Tanto externamente quanto internamente vamos vendo a transformação em Cujo: seus olhos adquirem um tom avermelhado, sua expressão começa a parecer assustadora, e seus latidos vão se transformando em uivos repletos de fúria assassina.
Esse exterior que vai se metamorfoseando em uma velocidade acelerada, é apenas a expressão do que acontece internamente, quando seu lado amoroso e leal vai dando lugar a essa sensação estranha de não ver mais os humanos como fonte de amor e carinho, mas como alvos para quem a sua sede de matança parece não ter mais fim.
A raiva é uma emoção básica que é compartilhada não apenas por nós humanos, mas também pelos animais. De todas as emoções, a raiva talvez seja a que tenha uma das piores reputações, ao lado apenas do ciúmes. E vistas como emoções negativas, acabam por ser incompreendidas e por isso mesmo, desencorajadas.
Porém, o que pouco se fala é que a raiva é uma emoção protetiva, cujo propósito não é destruir a tudo e a todos, mas sim proteger o que é importante (pessoas, valores, pertences...), e ainda nos impede de cair no conformismo.

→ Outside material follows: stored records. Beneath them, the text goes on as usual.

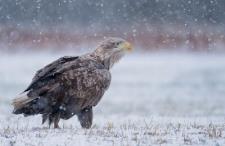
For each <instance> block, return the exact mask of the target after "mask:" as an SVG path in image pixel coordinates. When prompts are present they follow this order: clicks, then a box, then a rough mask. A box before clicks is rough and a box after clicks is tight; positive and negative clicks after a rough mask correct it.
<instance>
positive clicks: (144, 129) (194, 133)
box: [0, 52, 225, 146]
mask: <svg viewBox="0 0 225 146" xmlns="http://www.w3.org/2000/svg"><path fill="white" fill-rule="evenodd" d="M64 54H66V55H74V54H76V53H71V52H69V53H68V52H66V53H61V54H59V53H36V54H35V53H33V54H13V55H12V54H11V55H9V54H4V53H1V58H0V66H1V69H0V112H1V115H0V145H3V146H5V145H6V146H7V145H9V146H12V145H16V146H23V145H28V146H30V145H40V146H42V145H43V146H44V145H60V146H70V145H79V146H85V145H88V146H90V145H93V146H95V145H98V146H99V145H103V146H105V145H107V146H110V145H115V146H120V145H121V146H142V145H146V146H148V145H166V146H179V145H208V146H222V145H225V117H224V115H225V105H224V103H225V98H224V96H225V56H223V55H197V54H195V55H193V54H188V55H187V54H186V55H185V54H179V55H178V54H151V55H142V54H135V55H129V56H127V57H125V58H124V59H123V60H122V61H121V62H120V63H119V64H116V65H115V66H114V68H113V69H112V77H113V78H112V84H111V86H110V89H109V90H108V92H107V93H106V94H105V96H104V98H103V99H102V101H101V102H100V103H99V104H98V106H97V107H96V108H95V110H94V124H93V127H92V128H91V129H90V130H84V129H81V128H80V126H79V123H78V121H77V119H76V117H74V118H72V119H70V120H67V121H61V122H60V125H61V129H52V128H51V129H48V128H47V125H41V117H40V116H33V117H26V118H24V117H23V116H15V115H12V114H11V111H12V107H11V105H10V101H11V100H12V99H13V97H15V96H16V95H17V94H19V93H20V92H22V91H23V90H24V89H25V88H26V86H27V85H28V84H29V82H30V80H31V78H32V76H33V75H34V73H35V71H36V70H38V69H39V68H40V67H42V66H43V65H46V64H47V63H49V62H50V61H53V60H54V59H56V58H58V57H59V56H62V55H64Z"/></svg>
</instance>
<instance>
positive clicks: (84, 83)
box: [12, 37, 132, 129]
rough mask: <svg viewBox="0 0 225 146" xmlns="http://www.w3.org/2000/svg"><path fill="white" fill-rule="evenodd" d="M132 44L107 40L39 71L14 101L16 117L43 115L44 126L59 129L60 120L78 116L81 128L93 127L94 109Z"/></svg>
mask: <svg viewBox="0 0 225 146" xmlns="http://www.w3.org/2000/svg"><path fill="white" fill-rule="evenodd" d="M131 50H132V46H131V44H130V43H129V42H128V41H126V40H124V39H121V38H114V37H109V38H105V39H104V40H103V41H102V42H101V43H100V44H99V45H98V46H97V47H96V49H95V50H94V51H93V52H91V53H87V54H84V55H81V56H64V57H61V58H59V59H57V60H56V61H53V62H52V63H50V64H48V65H47V66H45V67H44V68H42V69H40V70H38V71H37V72H36V74H35V76H34V77H33V79H32V81H31V83H30V85H29V86H28V87H27V88H26V89H25V90H24V92H23V93H21V94H20V95H18V96H17V97H16V98H15V99H13V101H12V105H13V107H14V110H13V114H23V115H24V116H31V115H37V114H41V115H42V124H44V123H45V122H46V121H48V124H49V127H50V126H51V125H52V124H54V128H59V125H58V123H59V121H60V119H64V120H67V119H69V118H71V117H73V116H74V115H76V116H77V117H78V120H79V122H80V125H81V127H82V128H86V129H89V128H91V125H92V121H93V107H95V106H96V105H97V104H98V103H99V101H100V100H101V98H102V97H103V95H104V93H105V91H106V90H107V89H108V88H109V86H110V82H111V73H110V69H111V68H112V67H113V65H114V64H115V63H116V62H118V61H119V60H120V59H121V58H122V57H123V56H124V55H125V54H126V52H129V51H131Z"/></svg>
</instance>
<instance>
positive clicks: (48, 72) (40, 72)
mask: <svg viewBox="0 0 225 146" xmlns="http://www.w3.org/2000/svg"><path fill="white" fill-rule="evenodd" d="M77 58H78V57H77V56H75V57H73V56H64V57H61V58H59V59H57V60H55V61H54V62H52V63H50V64H48V65H47V66H45V67H44V68H42V69H40V70H38V71H37V72H36V74H35V76H34V78H33V79H32V82H31V84H30V85H29V86H28V87H27V89H26V90H25V91H24V92H26V91H28V90H30V89H31V88H33V86H34V85H35V84H36V83H37V82H39V81H40V80H44V79H46V77H49V76H54V75H55V74H56V69H57V68H61V67H62V65H63V64H64V63H66V62H70V61H74V60H76V59H77Z"/></svg>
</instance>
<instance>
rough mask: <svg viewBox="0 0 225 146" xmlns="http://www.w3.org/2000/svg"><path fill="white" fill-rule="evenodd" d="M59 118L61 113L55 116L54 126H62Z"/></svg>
mask: <svg viewBox="0 0 225 146" xmlns="http://www.w3.org/2000/svg"><path fill="white" fill-rule="evenodd" d="M59 120H60V114H57V115H55V117H54V128H60V127H59Z"/></svg>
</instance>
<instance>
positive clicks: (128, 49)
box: [95, 37, 132, 69]
mask: <svg viewBox="0 0 225 146" xmlns="http://www.w3.org/2000/svg"><path fill="white" fill-rule="evenodd" d="M131 50H132V46H131V44H130V43H129V42H127V41H126V40H124V39H121V38H113V37H109V38H105V39H104V40H103V41H102V42H101V43H100V44H99V45H98V46H97V48H96V50H95V55H96V56H98V57H99V58H100V60H101V61H103V63H104V65H105V66H107V67H108V68H109V69H110V68H111V67H112V66H113V65H114V64H115V63H116V62H118V61H119V60H120V59H121V58H122V57H123V56H124V55H125V54H126V53H127V52H130V51H131Z"/></svg>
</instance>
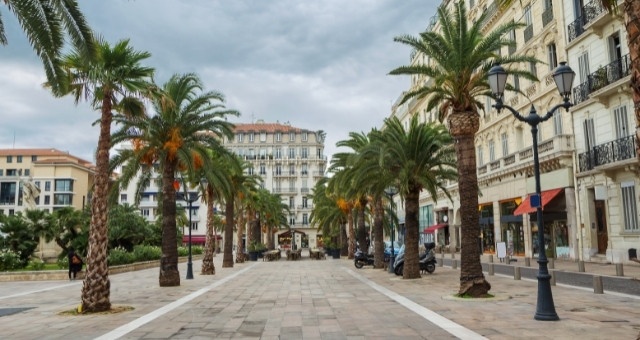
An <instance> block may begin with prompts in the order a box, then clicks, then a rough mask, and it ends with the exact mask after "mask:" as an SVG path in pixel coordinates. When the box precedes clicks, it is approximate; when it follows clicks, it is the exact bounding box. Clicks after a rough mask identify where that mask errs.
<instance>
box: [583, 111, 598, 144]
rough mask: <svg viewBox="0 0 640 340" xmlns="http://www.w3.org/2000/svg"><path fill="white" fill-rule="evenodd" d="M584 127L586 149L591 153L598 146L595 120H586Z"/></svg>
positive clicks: (584, 140) (584, 122)
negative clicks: (592, 148)
mask: <svg viewBox="0 0 640 340" xmlns="http://www.w3.org/2000/svg"><path fill="white" fill-rule="evenodd" d="M582 125H583V127H584V148H585V149H586V150H588V151H589V150H591V148H593V147H594V146H596V130H595V127H594V125H593V118H589V119H585V120H584V122H583V123H582Z"/></svg>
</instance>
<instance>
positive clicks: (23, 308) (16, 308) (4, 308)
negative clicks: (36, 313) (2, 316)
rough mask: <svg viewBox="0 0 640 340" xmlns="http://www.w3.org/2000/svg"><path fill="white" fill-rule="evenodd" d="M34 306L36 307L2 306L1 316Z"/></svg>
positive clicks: (8, 314) (5, 315) (11, 314)
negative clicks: (15, 306)
mask: <svg viewBox="0 0 640 340" xmlns="http://www.w3.org/2000/svg"><path fill="white" fill-rule="evenodd" d="M34 308H36V307H18V308H0V317H2V316H7V315H12V314H16V313H20V312H24V311H25V310H29V309H34Z"/></svg>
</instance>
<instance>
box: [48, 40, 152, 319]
mask: <svg viewBox="0 0 640 340" xmlns="http://www.w3.org/2000/svg"><path fill="white" fill-rule="evenodd" d="M96 44H97V46H98V47H97V52H96V56H95V58H87V57H86V56H85V55H84V54H82V53H80V52H79V51H74V52H71V53H70V54H67V55H65V56H64V57H63V58H62V67H63V69H64V71H65V81H64V87H63V88H61V91H60V92H59V93H58V95H60V96H63V95H68V94H70V95H72V96H73V97H74V99H75V102H76V104H77V103H78V102H79V101H80V100H81V99H84V100H87V101H90V102H91V104H92V106H93V107H94V109H96V110H100V135H99V137H98V147H97V150H96V174H95V182H94V189H93V197H92V200H91V226H90V230H89V253H88V254H87V274H86V276H85V281H84V285H83V288H82V310H83V311H87V312H97V311H105V310H109V309H110V308H111V302H110V301H109V287H110V283H109V275H108V274H109V273H108V267H107V237H108V236H107V216H108V214H107V200H108V190H109V179H110V175H111V172H110V169H109V150H110V149H111V122H112V121H113V117H114V111H115V112H121V113H123V114H125V115H128V116H138V115H141V114H142V113H143V112H144V105H143V103H142V101H141V100H140V98H141V97H143V96H144V95H146V94H148V92H149V91H150V89H151V88H153V85H152V83H151V77H152V76H153V72H154V70H153V68H150V67H145V66H142V65H141V62H142V61H144V60H145V59H147V58H149V57H150V56H151V55H150V54H149V53H148V52H138V51H135V50H134V49H133V48H132V47H131V46H129V41H128V40H121V41H119V42H118V43H116V44H115V45H114V46H113V47H111V46H110V45H109V43H108V42H106V41H105V40H103V39H99V40H98V41H97V42H96ZM50 85H53V84H50Z"/></svg>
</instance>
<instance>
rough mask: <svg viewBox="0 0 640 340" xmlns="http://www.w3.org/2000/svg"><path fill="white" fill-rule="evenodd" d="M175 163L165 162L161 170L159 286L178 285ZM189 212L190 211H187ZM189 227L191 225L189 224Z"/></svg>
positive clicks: (178, 280) (176, 285)
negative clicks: (176, 224)
mask: <svg viewBox="0 0 640 340" xmlns="http://www.w3.org/2000/svg"><path fill="white" fill-rule="evenodd" d="M174 174H175V164H172V163H171V162H167V164H165V167H164V169H163V170H162V195H163V197H165V198H167V201H166V203H168V204H163V205H162V257H161V258H160V279H159V281H160V287H173V286H179V285H180V273H179V272H178V240H177V230H176V191H175V188H174V187H173V182H174V181H175V175H174ZM189 213H191V212H189ZM189 228H191V226H189Z"/></svg>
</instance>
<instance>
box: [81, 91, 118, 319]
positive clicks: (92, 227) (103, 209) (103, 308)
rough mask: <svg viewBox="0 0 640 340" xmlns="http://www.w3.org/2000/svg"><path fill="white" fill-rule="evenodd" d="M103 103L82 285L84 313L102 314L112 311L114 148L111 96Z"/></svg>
mask: <svg viewBox="0 0 640 340" xmlns="http://www.w3.org/2000/svg"><path fill="white" fill-rule="evenodd" d="M104 98H105V99H104V100H103V101H102V115H101V119H100V137H99V139H98V149H97V152H96V175H95V183H94V190H93V198H92V200H91V225H90V227H89V247H88V248H89V253H88V254H87V273H86V276H85V279H84V284H83V285H82V310H83V311H84V312H102V311H106V310H109V309H111V302H110V300H109V295H110V289H111V288H110V287H111V283H110V281H109V267H108V264H107V246H108V241H109V240H108V235H109V234H108V229H107V222H108V215H109V214H108V211H107V198H108V196H109V193H108V191H109V150H110V149H111V121H112V119H113V115H112V113H111V96H109V95H108V94H106V93H105V95H104Z"/></svg>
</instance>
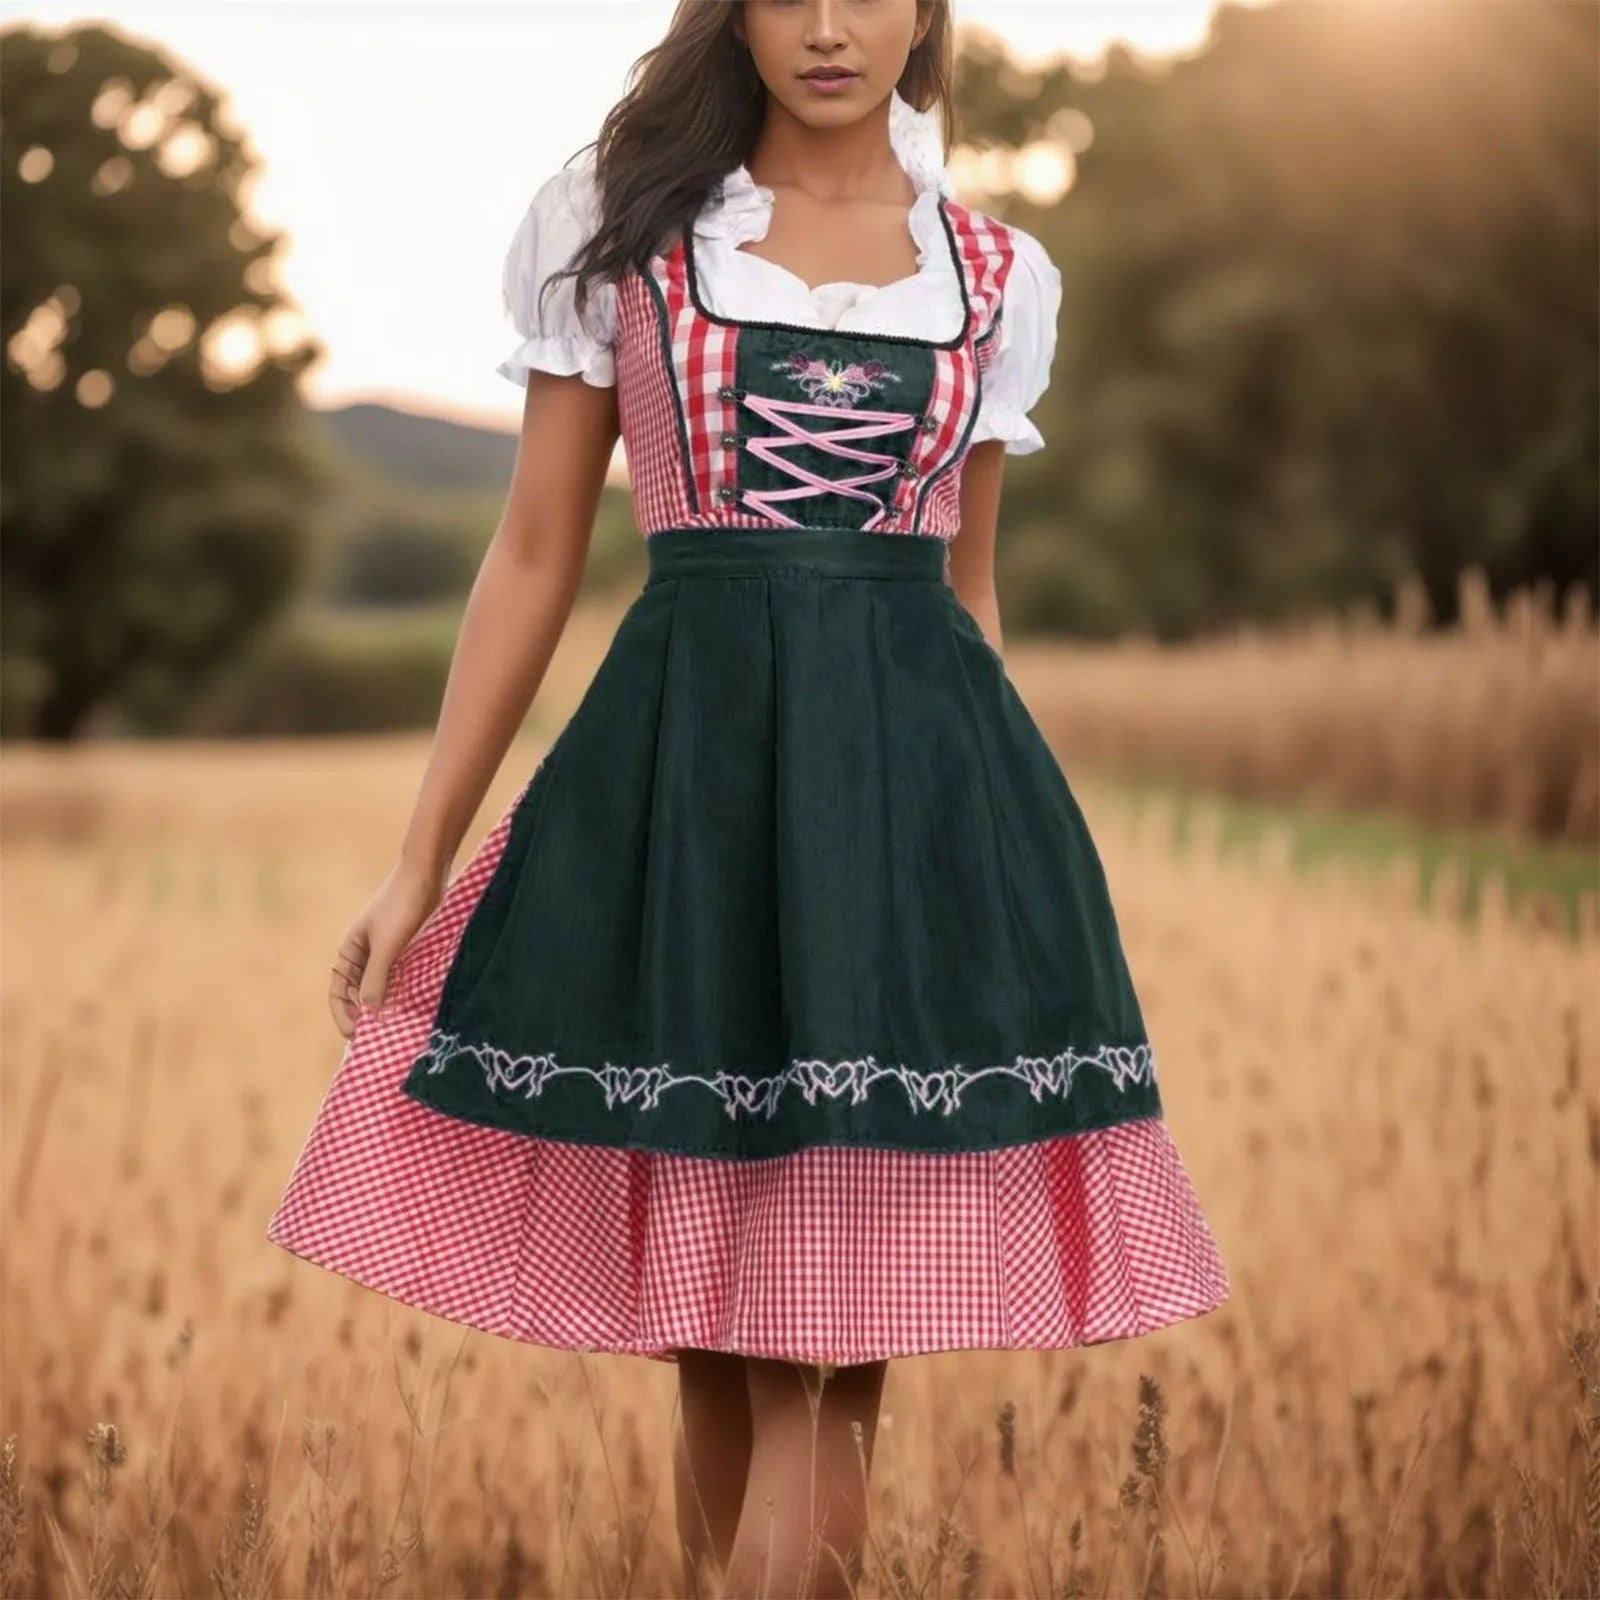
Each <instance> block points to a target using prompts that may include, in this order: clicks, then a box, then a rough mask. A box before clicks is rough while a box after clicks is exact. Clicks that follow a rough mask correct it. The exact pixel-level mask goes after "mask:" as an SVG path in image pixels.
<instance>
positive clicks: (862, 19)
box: [733, 0, 926, 128]
mask: <svg viewBox="0 0 1600 1600" xmlns="http://www.w3.org/2000/svg"><path fill="white" fill-rule="evenodd" d="M733 26H734V30H738V32H742V35H744V42H746V43H747V45H749V46H750V59H752V61H754V62H755V70H757V74H758V75H760V78H762V82H763V83H765V85H766V91H768V93H770V94H771V96H773V98H774V99H776V101H778V102H779V104H781V106H782V107H784V109H786V110H787V112H790V114H792V115H794V117H795V118H798V120H800V122H803V123H808V125H810V126H813V128H837V126H842V125H845V123H851V122H856V120H858V118H859V117H864V115H866V114H867V110H870V109H872V107H874V106H877V104H880V102H882V101H885V99H886V98H888V94H890V91H891V90H893V88H894V85H896V83H899V80H901V74H902V72H904V70H906V58H907V56H909V54H910V53H912V50H914V48H915V45H917V42H918V40H920V38H922V35H923V32H925V30H926V29H925V24H923V22H922V21H920V18H918V14H917V0H744V5H742V8H741V14H739V16H736V18H734V22H733ZM824 70H832V72H835V74H840V75H835V77H832V78H830V77H822V75H821V74H822V72H824ZM808 74H810V75H808Z"/></svg>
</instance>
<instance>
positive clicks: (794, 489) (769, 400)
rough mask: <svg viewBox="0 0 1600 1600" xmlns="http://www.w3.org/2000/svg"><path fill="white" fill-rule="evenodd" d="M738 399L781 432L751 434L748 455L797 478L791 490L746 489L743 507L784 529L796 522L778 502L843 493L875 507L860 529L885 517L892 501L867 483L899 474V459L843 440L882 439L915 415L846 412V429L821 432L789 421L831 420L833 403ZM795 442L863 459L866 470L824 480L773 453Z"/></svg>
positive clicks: (899, 428)
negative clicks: (870, 514)
mask: <svg viewBox="0 0 1600 1600" xmlns="http://www.w3.org/2000/svg"><path fill="white" fill-rule="evenodd" d="M744 403H746V405H747V406H749V408H750V410H752V411H754V413H755V414H757V416H758V418H762V419H763V421H766V422H771V424H773V426H774V427H778V429H782V432H781V434H773V435H762V437H754V435H752V438H750V440H749V446H750V454H752V456H757V458H758V459H760V461H765V462H766V464H768V466H771V467H778V469H779V470H782V472H787V474H789V475H790V477H794V478H798V480H800V482H798V483H797V485H795V486H794V488H781V490H746V491H744V496H742V502H744V504H746V506H749V507H752V509H754V510H758V512H762V514H765V515H768V517H771V518H774V520H776V522H781V523H784V525H787V526H790V528H798V526H802V523H800V522H798V520H797V518H794V517H789V515H786V514H784V512H781V510H778V502H779V501H792V499H803V498H806V496H811V494H845V496H848V498H850V499H864V501H870V502H872V504H874V506H875V507H877V510H874V512H872V515H870V517H867V520H866V522H864V523H862V526H864V528H875V526H878V523H882V522H883V518H885V517H888V515H890V512H891V510H893V501H888V502H886V501H885V499H883V498H882V496H880V494H874V493H872V491H870V490H869V488H867V485H869V483H877V482H878V480H880V478H891V477H894V475H896V474H899V470H901V464H899V459H898V458H896V456H885V454H883V453H882V451H877V450H854V448H851V446H850V445H848V443H846V440H859V438H883V437H885V435H888V434H902V432H906V429H909V427H917V424H918V421H920V418H918V416H917V413H914V411H858V410H851V411H850V418H851V426H850V427H834V429H827V430H826V432H821V430H816V429H810V427H806V426H805V424H803V422H798V421H795V419H797V418H802V416H811V418H832V419H837V418H838V416H840V408H838V406H837V405H808V403H806V402H805V400H771V398H768V397H766V395H746V398H744ZM795 445H814V446H816V448H818V450H821V451H826V453H827V454H830V456H838V458H840V459H843V461H861V462H866V464H867V466H869V467H870V469H872V470H867V472H861V474H858V475H856V477H850V478H824V477H819V475H818V474H816V472H811V470H808V469H806V467H803V466H800V464H798V462H795V461H787V459H786V458H784V456H781V454H779V451H782V450H790V448H794V446H795Z"/></svg>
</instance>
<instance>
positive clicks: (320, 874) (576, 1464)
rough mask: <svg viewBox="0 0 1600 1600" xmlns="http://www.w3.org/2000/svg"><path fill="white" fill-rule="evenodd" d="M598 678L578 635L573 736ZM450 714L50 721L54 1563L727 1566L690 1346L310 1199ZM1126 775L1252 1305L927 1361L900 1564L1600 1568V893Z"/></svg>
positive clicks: (888, 1547) (29, 1056) (381, 1581)
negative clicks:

O problema da raiva está apenas na sua frequência, pois quanto mais ameaçada uma pessoa se sente, mais intensamente ela irá sentir raiva. Isso acontece quando o ego é fraco, o que faz com que a pessoa se sinta ameaçada com mais regularidade.
Essa fragilidade do ego surge quando ignoramos ou desrespeitamos nossos valores internos, e isso faz com que mais facilmente nos sintamos ofendidos. E para resolver esse problema, precisamos trabalhar melhor os nossos valores internos para fortalecermos esse ego e não nos sentirmos assim tão fragilizados, não havendo mais tanta necessidade de usar a raiva como medida protetiva.
Apresento essas questões, porque é exatamente o que vemos nas duas personagens femininas principais dessa história: Donna Trenton e Charity Camber.
Donna é a expressão da ?raiva problemática?, que surge quando uma pessoa se sente facilmente ofendida. Porém, quando mergulhamos em sua mente, vemos uma mulher que viveu recentemente uma mudança de cidade, e que não encontra muita afinidade com as demais mulheres da vizinhança, nem possui uma atividade diária que a preencha.
Muitas dessas frustrações têm raiz nessa crise existencial e descoberta do processo de envelhecimento. Donna já está na casa dos quarenta anos, e suas mudanças externas começam a afetar a forma como vê a si mesma. Tudo isso somada a solidão e ao período em que marido e filho estão fora de casa, dá lugar ao vazio e ao ócio, fazendo com que ela se sinta dominada por sentimentos de protesto e insegurança (que também são parte da expressão da raiva) e acabe apresentando comportamentos destrutivos e egoístas.
Já Charity é aquela que possui uma expressão de raiva protetiva adequada, que aparece diante de uma ameaça real. E por bem saber gerir a sua expressão de raiva, Charity possui mais clareza de como se desvencilhar dessas situações de ameaça, além de ter mais assertividade na hora de planejar uma forma de mudar sua vida e não mais estar diante de constante intimidação.
Uma verdadeira aula sobre raiva e suas diversas expressões, não é mesmo?
Mas outra aula que eu apreciei nessa leitura, foi a forma como o King traz a linguagem organizacional, através da profissão publicitária de Vic Trenton, nos ensinando com bastante propriedade sobre comunicação assertiva, diagnóstico organizacional e persuasão. Eu confesso que eu amo quando o King incorpora esse lado da visão organizacional, que também podemos ver em ?Sob a Redoma?, onde ele nos fala sobre Liderança Eficaz, Trabalho em Equipe e Planejamento Estratégico de forma maestral!
?Cujo? é um livro que o mestre escreveu durante o apogeu do seu período de abuso de drogas e álcool, e ele nem sequer se lembrava de muita coisa do que foi escrito, conforme seu relato em seu livro autobiográfico ?Sobre a Escrita?. Porém, tenho que dizer que esse é um dos romances mais brilhantes do King, e com um final tão emocionante, que nos deixa pensado por longos e longos dias sobre como essa história nos impacta com tamanha intensidade.